Publication

  • Kitchenless City
    Anna Puigjaner
    Author
    Puente Editores, 2018
  • GRANTEE
    Anna Puigjaner
    GRANT YEAR
    2018

Anna Puigjaner, Kitchenless City, selection of New York kitchenless apartment facades, 1871-1929. Courtesy of the author.

During the second half of the nineteenth century, several architectural proposals appeared in the United States—from housing to urban planning—which included spaces and collective domestics services. At that time, in the middle of a deep process of industrialization and city population growth, both housing and collectivity were deeply understood as tools for social transformation. By the end of the century, cities like New York were filled with apartment houses that lacked kitchens. Instead, these apartments were supplied with domestic services which included collective kitchens, dining rooms, centralized vacuum systems, nurseries, shared maids, etc. These projects, which proposed the creation of collective domestic services, allowed the displacement of some domestic elements, habitually fitted inside the limits of the house, towards the public sphere. In this process of domestication, the elimination of the kitchen from the house was substantial for the construction of the collective.
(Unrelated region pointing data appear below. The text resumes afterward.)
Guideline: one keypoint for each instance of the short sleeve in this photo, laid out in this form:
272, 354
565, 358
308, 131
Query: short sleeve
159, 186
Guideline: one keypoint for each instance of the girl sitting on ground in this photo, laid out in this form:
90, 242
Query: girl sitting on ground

Anna Puigjaner is an architect, editor, and researcher. Puigjaner is the cofounder of the architectural office MAIO, which works on spatial systems that allow theoretical and practical positions converge. She is currently teaching at the Royal College of Arts in London and at the Barcelona School of Architecture. Puigjaner has lectured at the Metropolitan Museum of Art; Graduate School of Architecture, Planning and Preservation at Columbia University; Yale University; Berkeley University; University of California, Los Angeles; Faculdade de Arquitectura da Universidade de Lisboa; and Brussels UCL-LOCI, among others. MAIO's works have been published in international magazines such as Domus, A10, Monocle, Frame, and Detail, among others; exhibited at Biennale di Venezia, Chicago Architecture Biennial, The Museum of Modern Art, and at the Art Institute of Chicago; and awarded several times including FAD Award. Her personal research is focused on Kitchenless Cities, housing with collective kitchens, where the elimination of the kitchen from the house allows the domestication of the urban sphere. Her project has been awarded with the 2016 Wheelwright Prize from Harvard Graduate School of Design.